Many years ago, one of my bosses mentored a novel practical lesson. In order to learn and solve customer issues our whole company was asked to visit a customer factory and spend time with the operators. The idea was to learn the users’ experience first hand. Even though our company was a small-size business, it was still quite an impressive sight to see a long procession of cars arriving at the customer site to learn and observe. And it goes without being said that customer was more than impressed (albeit a little bit overwhelmed) to see our dedication. The customer was very appreciative and willingly shared their daily work experience with us. This helped us in designing a product which sold very well with this customer and others like them.

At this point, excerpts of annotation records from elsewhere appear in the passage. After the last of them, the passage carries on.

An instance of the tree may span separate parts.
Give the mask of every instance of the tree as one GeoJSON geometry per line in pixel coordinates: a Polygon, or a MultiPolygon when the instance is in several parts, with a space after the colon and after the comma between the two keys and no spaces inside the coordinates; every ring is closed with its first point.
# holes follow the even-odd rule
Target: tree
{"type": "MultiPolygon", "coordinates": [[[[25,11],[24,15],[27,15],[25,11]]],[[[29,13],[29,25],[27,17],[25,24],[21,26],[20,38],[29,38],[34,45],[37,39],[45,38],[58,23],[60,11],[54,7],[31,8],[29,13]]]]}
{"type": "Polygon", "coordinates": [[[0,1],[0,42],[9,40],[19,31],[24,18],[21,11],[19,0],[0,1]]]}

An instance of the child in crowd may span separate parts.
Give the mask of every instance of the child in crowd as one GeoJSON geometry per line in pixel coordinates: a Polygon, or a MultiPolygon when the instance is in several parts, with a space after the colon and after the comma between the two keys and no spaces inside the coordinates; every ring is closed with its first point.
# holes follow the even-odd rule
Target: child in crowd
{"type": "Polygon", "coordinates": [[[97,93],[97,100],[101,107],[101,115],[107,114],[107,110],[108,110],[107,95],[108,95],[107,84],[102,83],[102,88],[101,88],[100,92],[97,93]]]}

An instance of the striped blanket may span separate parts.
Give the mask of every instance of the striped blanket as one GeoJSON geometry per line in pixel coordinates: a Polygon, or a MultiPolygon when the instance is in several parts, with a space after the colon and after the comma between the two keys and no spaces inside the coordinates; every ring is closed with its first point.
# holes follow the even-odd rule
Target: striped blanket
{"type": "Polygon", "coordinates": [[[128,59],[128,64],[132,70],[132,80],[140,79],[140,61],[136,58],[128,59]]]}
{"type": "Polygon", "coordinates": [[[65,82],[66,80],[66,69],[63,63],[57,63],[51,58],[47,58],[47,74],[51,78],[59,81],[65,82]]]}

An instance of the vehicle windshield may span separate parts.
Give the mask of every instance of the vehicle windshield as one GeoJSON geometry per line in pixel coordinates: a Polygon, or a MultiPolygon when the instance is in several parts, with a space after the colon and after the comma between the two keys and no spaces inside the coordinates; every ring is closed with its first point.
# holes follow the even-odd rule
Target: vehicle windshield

Explaining Ethnographic Research
In simple words Ethnographic research means to conduct your research/voice of customer surveys on-site together with the customer, living in their shoes and feeling the joys and pains of their work. No other form of customer survey comes closer in understanding customers issues and thereby generating better product requirements than to actually ‘camp out’ at a customer site. I also find this type of VoC is the closest method where both ‘product’ and ‘project‘ sides of the business come together. This as you can imagine leads to finding the best solution for a customer which ultimately leads to a better product design. I also want to go as far as by saying that better products are not designed by brainstorming in an office environment but by observing and ‘camping out’ with customers.
Who should conduct Ethnographic Research
While I don’t suggest involving whole company to do VoC, you must ideally bring a cross-functional team to the job. At the very least there should be both marketing and engineering representation as these two functions are sometimes the most divergent in their views of the World. This is important so that both functions get to hear the unfiltered views of the customer. If your project/product development budget allows then service and operations should also be involved with VoC exercise.
Are there any disadvantages to Ethnographic Research?
Yes. It is time consuming and often expensive to conduct. The quality of information gained also depends on how keen is the sense of observation of people conducting the survey. This method also depends on the type of product under development e.g.while gathering information from commercial or industrial places may be easier, it may not easier to camp out in somebody’s bedroom or kitchen – though in one of my career experiences, we did just that. One of our customers was complaining daily on how bad the range of our consumer wireless product was. A few of my colleagues then actually camped out at this customers’ home and found out the reason of low wireless range was ‘metal mesh’ work done in the walls of the house. Once the root cause was determined beyond doubt, the solution came easier. My point here is that though painful and may be expensive, the ‘camping out’ or ethnographic survey provides the most powerful insight into customer problems and hence the best solution and product development.
Next time if you have a choice of choosing between several methods of VoC surveys, choose the Ethnographic option. You won’t be disappointed with the benefits you’ll gain in solving customers issues and better product requirements.